Precinct 1 County Commissioner Mike Meador.

Conroe, February 28 – During discussion on February 28, 2017, during the Commissioners Court meeting, of the January, 2015, resolution which inappropriately placed the County’s management and organization under the supervision of County Judge Craig Doyal, Precinct 1 County Commissioner Mike Meador stated emphatically, “I don’t care what it says” because Meador wanted the power of running the County government consolidated.

The resolution passed in 2015 on a 3 to 1 vote. Clark was absent from the Commissioners Court meeting, so he did not vote. Noack voted against Doyal’s power grab. Doyal, Riley, and Meador voted for the resolution which apparently Meador has never read.

Article V, Section 18, of the Texas Constitution places the power and duty to run the County government under the entire Montgomery County Commissioners Court. At both the February 28 and February 14 Commissioners Court meetings, Precinct 3 Commissioner James Noack and Precinct 4 Commissioner Jim Clark jointly introduced a resolution to put the control over the County government back under the full Commissioners Court. Doyal has desperately clung to the power over all County Departments.

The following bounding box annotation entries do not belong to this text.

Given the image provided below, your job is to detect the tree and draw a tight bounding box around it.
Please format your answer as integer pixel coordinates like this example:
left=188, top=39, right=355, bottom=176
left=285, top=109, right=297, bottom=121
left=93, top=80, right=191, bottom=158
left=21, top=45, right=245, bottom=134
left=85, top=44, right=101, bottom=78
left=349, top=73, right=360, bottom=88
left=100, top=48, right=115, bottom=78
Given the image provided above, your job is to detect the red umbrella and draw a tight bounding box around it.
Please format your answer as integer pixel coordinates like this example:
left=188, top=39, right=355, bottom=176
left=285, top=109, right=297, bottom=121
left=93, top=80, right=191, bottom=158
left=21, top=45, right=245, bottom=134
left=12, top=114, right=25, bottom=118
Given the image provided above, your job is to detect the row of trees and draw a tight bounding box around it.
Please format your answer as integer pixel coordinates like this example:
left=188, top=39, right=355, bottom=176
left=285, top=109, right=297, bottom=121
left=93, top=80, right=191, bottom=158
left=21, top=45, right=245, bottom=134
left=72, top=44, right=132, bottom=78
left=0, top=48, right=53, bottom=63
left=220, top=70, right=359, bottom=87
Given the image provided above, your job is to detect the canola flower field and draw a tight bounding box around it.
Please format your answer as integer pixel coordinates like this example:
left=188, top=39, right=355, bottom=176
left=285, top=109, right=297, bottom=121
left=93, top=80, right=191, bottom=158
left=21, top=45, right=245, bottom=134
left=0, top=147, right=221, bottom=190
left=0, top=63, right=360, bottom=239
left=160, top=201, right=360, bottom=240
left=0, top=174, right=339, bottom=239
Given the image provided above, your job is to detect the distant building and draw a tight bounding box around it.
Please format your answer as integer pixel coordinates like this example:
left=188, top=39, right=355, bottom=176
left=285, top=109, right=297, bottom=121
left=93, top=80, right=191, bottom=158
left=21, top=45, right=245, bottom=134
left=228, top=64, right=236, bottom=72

Under Doyal’s so-called management, a difficult characterization since Doyal as the county judge only works a few hours per week, Doyal has demanded loyalty by County Department heads, such as County Human Resources Director Dodi Shaw, directly to him. Shaw complained in a February 13, 2017, letter that Doyal and his “chief of staff” jim fredricks have interfered with the work of the Human Resources Department, demanded loyalty to Doyal, and threatened Shaw as a member of Doyal’s so-called “Hit List” of County employees who supported his 2014 electoral opponent Mark Bosma.

Doyal’s management and operation of the County Departments has resulted in the following problems, among many others:

  • Rampant nepotism, particularly in the hiring of Charlie Riley’s wife for a new position Riley himself had created, in the hiring of Mike Meador’s brother to work inside of the Building Maintenance Department, and the attempted promotion of Doyal’s daughter inside the County Treasurer’s Department;
  • Conflicts of interest, particular with Doyal himself, who has made Halff Associates, Inc., a preferred vendor receiving millions of dollars of County road contracts, when Halff’s vice president and Conroe director, Bobby Adams, is Doyal’s business partner and best friend;
  • tens of millions of dollars of wasteful spending;
  • inefficient operational practices, because Doyal has failed to manage and has failed to require many County Department heads to manage their Departments as well;
  • secrecy regarding County operations from the public in violation of the Texas policy requiring governmental “openness” and transparency;
  • hiding a serious public health hazard inside the Montgomery County Courthouse as a result of poor demolition practices involving walls and ceiling tiles containing chrysotile 6 asbestos; Doyal’s and Building Maintenance Department Paul Case’s poor management has resulted in several employee exposures, several workers compensation claims, and potential danger to the public moving inside the Courthouse.

One of the reasons that Doyal, Meador, and Riley are clinging to the centralized management of the County rather than permitting the Commissioners Court to fulfill its duty under the Texas Constitution is because, at the insistence of the Texas Department of Transportation, the County adopted a “Code of Ethics,” a mostly empty-toothed policy under the enforcement of a powerless “Ethics Committee.” Under the current County management structure, Doyal will strongly influence the selection of four of the five “Ethics Committee” members and, arguably, all five, since County Auditor Phyllis Martin seems to work in lockstep with Doyal rather than independently.

Noack’s and Clark’s resolution failed on 2 to 3 votes both on February 14 and February 28. Noack and Clark have vowed to continue to offer the resolution to return management of the County Departments to the full Commissioners Court at every Commissioners Court meeting until the proposal passes.

In reality, Meador should “care” what the written resolution says which determines the manner in which this $381 million per year County operates. He’s derelict in his duty by announcing that he doesn’t.